“Para consagrarse al cultivo de la danza se requiere de una devoción religiosa, mística” ROSEYRA MARENCO

Roseyra Marenco G. nació en Coatzacoalcos, Veracruz el 5 de mayo de 1932.

Un profesional del ballet debe tener entre sus cualidades la pasión, la constancia, el entusiasmo y la entrega, solía afirmar la bailarina y coreógrafa mexicana Roseyra Marenco, destacada figura de la danza nacional, quien falleció el 11 de mayo de 2009.

Dueña de un gran talento e indudable calidad técnica, Roseyra Marenco a temprana edad comenzó a cosechar lo que posteriormente sería una prolífica carrera artística.

Con una vocación admirable, la bailarina inició sus estudios en la Academia Mexicana de la Danza en 1949, donde tomó clases con Ana Mérida, Guillermo Keys, Xavier Francis, Waldeen von Falkenstein Brooke de Zatz, David Good, Ana Sokolov, Antonio de la Torre, Beatriz Flores y Amalia Hernández.

     

 En 1953, a la edad de 21 años, Marenco creó su primera coreografía, titulada “Movimiento sinfónico”, la cual tuvo buena acogida entre los críticos.

Margarita Tortajada Quiroz dijo en su momento que Roseyra Marenco tenía una presencia apabullante, una sonrisa fácil y una danza cargada de fuerza física y emocional.

 Más tarde, en 1954 Marenco ingresó a la Compañía de Danza Moderna de Bellas Artes y tres años después participó con el Ballet Mexicano, donde realizó un exitoso recorrido por Venezuela.

Con una solida trayectoria, en 1963 ingresó al Ballet Folklórico de México, donde fue Primera Bailarina, coreógrafa y maestra. Entre sus obras se encuentran las coreografías para Danza de Mascaritas (1972) y Danza de Pardos (1979).

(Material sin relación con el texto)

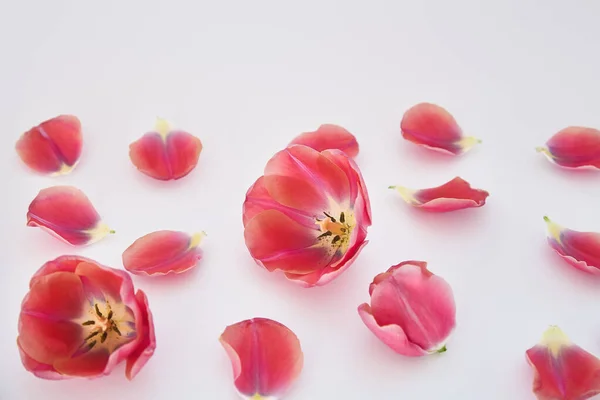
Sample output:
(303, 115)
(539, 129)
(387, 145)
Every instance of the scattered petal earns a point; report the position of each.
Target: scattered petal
(53, 147)
(65, 212)
(454, 195)
(265, 355)
(329, 137)
(163, 252)
(164, 153)
(574, 147)
(81, 319)
(308, 215)
(580, 249)
(563, 370)
(431, 126)
(412, 310)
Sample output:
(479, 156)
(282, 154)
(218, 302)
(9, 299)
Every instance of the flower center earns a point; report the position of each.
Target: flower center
(336, 231)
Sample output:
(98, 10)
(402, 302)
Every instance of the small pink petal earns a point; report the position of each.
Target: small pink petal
(329, 137)
(574, 147)
(265, 355)
(563, 370)
(66, 213)
(163, 252)
(412, 310)
(580, 249)
(165, 154)
(53, 147)
(431, 126)
(454, 195)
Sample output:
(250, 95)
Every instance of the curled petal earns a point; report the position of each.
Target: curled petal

Fue solista de sus dos compañías durante las Olimpiadas en México en 1968 y del Ballet de Haití “Banda” de Geoffrey Holder que formaba parte del programa titulado “Ballet Folklórico de las Américas”,  teniendo también a su cargo las coreografías del Ballet de Argentina y Ballet de Nicaragua.

 Entre 1964 y 1966 llegó a ser Primera Bailarina del Ballet Nacional dirigido por Guillermina Bravo y posteriormente trabajó con el Ballet México Contemporáneo.

Ya entrada la década de 1970, Marenco, junto con John Frealy y Nellie Happee, compuso la coreografía “Letanía erótica para la paz”, obra basada en un poema de Griselda Álvarez.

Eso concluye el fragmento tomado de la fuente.